In [None]:
import pandas as pd
import numpy as np
import datetime as dt
import yfinance as yf
import plotly.express as px

# Data Exploration

In [None]:
data_1 = pd.read_csv("data/daily_financial_news/analyst_ratings_processed.csv", index_col=0)
data_1.head()

In [None]:
data_1['date'] = data_1['date'].str.split(' ', expand=True).iloc[:, 0]

In [None]:
data_1.head()

In [None]:
data_1['stock'].nunique()

In [None]:
data_1.info()

## Drop Null Values

In [None]:
print(data_1.isna().sum())

In [None]:
print(data_1.shape)

In [None]:
data_1[data_1['date'].isna()]

In [None]:
data_1.dropna(subset=['date'],inplace=True)
data_1.dropna(subset=['stock'],inplace=True)

In [None]:
print(data_1.shape)

In [None]:
print(data_1.isna().sum())

In [None]:
data_1.info()

## Filter stocks

In [None]:
# Filter dataset down to stocks with top 100 number of headlines
top_100_stocks_by_headlines = data_1.groupby('stock').size().reset_index(name='size').sort_values('size', ascending=False).reset_index(drop=True).iloc[:100]
top_100_stocks_by_headlines.head()

In [None]:
data_1 = data_1[data_1['stock'].isin(top_100_stocks_by_headlines.stock)]

In [None]:
data_1.shape

## Clean Text Data

In [None]:
data_1['title'] = data_1['title'].str.lower()

In [None]:
data_1.head()

### Remove Punctuations

In [None]:
import string

def remove_punctuation(text):
    return ''.join([char for char in text if char not in string.punctuation and not char.isdigit()])

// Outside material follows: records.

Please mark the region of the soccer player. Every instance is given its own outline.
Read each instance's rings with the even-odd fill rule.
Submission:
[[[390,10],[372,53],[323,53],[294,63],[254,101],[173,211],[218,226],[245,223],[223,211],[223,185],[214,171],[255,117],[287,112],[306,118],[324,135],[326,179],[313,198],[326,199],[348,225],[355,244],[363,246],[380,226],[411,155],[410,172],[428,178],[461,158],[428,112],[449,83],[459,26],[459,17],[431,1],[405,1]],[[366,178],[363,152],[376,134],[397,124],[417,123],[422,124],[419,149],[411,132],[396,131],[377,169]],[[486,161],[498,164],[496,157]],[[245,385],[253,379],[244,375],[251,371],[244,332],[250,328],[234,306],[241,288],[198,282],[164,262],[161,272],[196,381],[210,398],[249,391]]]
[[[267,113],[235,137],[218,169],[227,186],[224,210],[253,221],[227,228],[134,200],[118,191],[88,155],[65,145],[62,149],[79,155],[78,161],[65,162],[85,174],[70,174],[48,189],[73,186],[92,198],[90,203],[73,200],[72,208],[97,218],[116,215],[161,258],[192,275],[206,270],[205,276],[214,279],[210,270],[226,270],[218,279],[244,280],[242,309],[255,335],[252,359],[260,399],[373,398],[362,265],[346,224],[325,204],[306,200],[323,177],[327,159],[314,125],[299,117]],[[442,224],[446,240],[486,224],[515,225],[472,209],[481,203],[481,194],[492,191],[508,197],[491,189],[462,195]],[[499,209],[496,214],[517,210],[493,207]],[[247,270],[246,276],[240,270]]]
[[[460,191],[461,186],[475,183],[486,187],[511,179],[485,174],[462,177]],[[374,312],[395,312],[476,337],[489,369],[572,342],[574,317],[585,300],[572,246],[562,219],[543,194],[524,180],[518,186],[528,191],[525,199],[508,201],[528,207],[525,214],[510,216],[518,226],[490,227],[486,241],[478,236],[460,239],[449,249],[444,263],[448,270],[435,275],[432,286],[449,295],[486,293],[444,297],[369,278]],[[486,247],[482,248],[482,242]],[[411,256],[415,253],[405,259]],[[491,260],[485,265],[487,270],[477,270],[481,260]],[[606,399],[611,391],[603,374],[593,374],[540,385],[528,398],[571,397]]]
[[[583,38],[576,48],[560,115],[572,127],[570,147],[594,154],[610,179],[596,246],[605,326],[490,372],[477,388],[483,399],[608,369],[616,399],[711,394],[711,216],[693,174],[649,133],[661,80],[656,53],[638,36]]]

data_1['title'] = data_1['title'].apply(remove_punctuation)

In [None]:
data_1.head()

In [None]:
data_1['tokens'] = data_1['title'].apply(lambda x: x.split())
data_1.head()

### Remove stop words

In [None]:
from nltk.corpus import stopwords
import nltk
nltk.download('stopwords')

stop = stopwords.words('english')

data_1['tokens'] = data_1['tokens'].apply(lambda x: [word for word in x if word not in stop])

In [None]:
data_1.shape

### Lemmatize tokens

In [None]:
from nltk.stem import WordNetLemmatizer
import nltk
nltk.download('wordnet')

lemmatizer = WordNetLemmatizer()

data_1['tokens'] = data_1['tokens'].apply(lambda x: [lemmatizer.lemmatize(word) for word in x])


In [None]:
data_1.head()

In [None]:
data_1['preprocessed_text'] = data_1['tokens'].apply(' '.join)
data_1.head()

In [None]:
import nltk
from nltk.sentiment.vader import SentimentIntensityAnalyzer
nltk.download('vader_lexicon')
sia = SentimentIntensityAnalyzer()
# NLTK Sentiment Intensity Analyzer uses a 'Bag of Words' approach
# it removes stop words and scores each word individually before compounding

In [None]:
data_duplicate = data_1.copy()
data_duplicate['sentiment_score'] = data_duplicate['preprocessed_text'].apply(lambda x: sia.polarity_scores(x)['compound'])
data_duplicate

In [None]:
data_duplicate['sentiment_score'].describe()

In [None]:
data_duplicate.info()

In [None]:
data_duplicate.head()

In [None]:
signals_df = data_duplicate[['date', 'stock', 'sentiment_score']].copy()

In [None]:
signals_df.dtypes

In [None]:
# There are some stocks that have multiple news articles on the same day
# Have to handle these cases
non_dup_signals_df = signals_df.groupby(['date', 'stock'])['sentiment_score'].mean().reset_index(name='sentiment_score')

# Pull yfinance data

In [None]:
tickers = data_duplicate.stock.unique()

In [None]:
start_date, end_date = data_duplicate.date.sort_values().iloc[0], data_duplicate.date.sort_values().iloc[-1]

In [None]:
data = yf.download(list(tickers), start=start_date, end=end_date)

In [None]:
adj_close_data = data['Adj Close']

In [None]:
# Tickers that don't have data
missing_data_tickers = adj_close_data.columns[adj_close_data.isna().sum()/adj_close_data.shape[0] == 1]

# Drop missing tickers
adj_close_data = adj_close_data.drop(columns=missing_data_tickers)

In [None]:
# Drop other tickers
adj_close_data = adj_close_data.dropna(axis=1)

In [None]:
any(adj_close_data.isna().sum() > 0)

In [None]:
returns_df = adj_close_data.pct_change().dropna().reset_index().rename(columns={'Date': 'date'})

In [None]:
returns_df_melt = returns_df.melt(id_vars='date', var_name='stock', value_name='daily_returns')
returns_df_melt['date'] = pd.to_datetime(returns_df_melt['date'])
returns_df_melt.head()

In [None]:
non_dup_signals_df.sort_values('date').head()

In [None]:
returns_df_melt.dtypes

In [None]:
non_dup_signals_df['date'] = pd.to_datetime(non_dup_signals_df['date'])

In [None]:
ml_df = pd.merge(returns_df_melt, non_dup_signals_df, on=['date', 'stock'], how='left').dropna()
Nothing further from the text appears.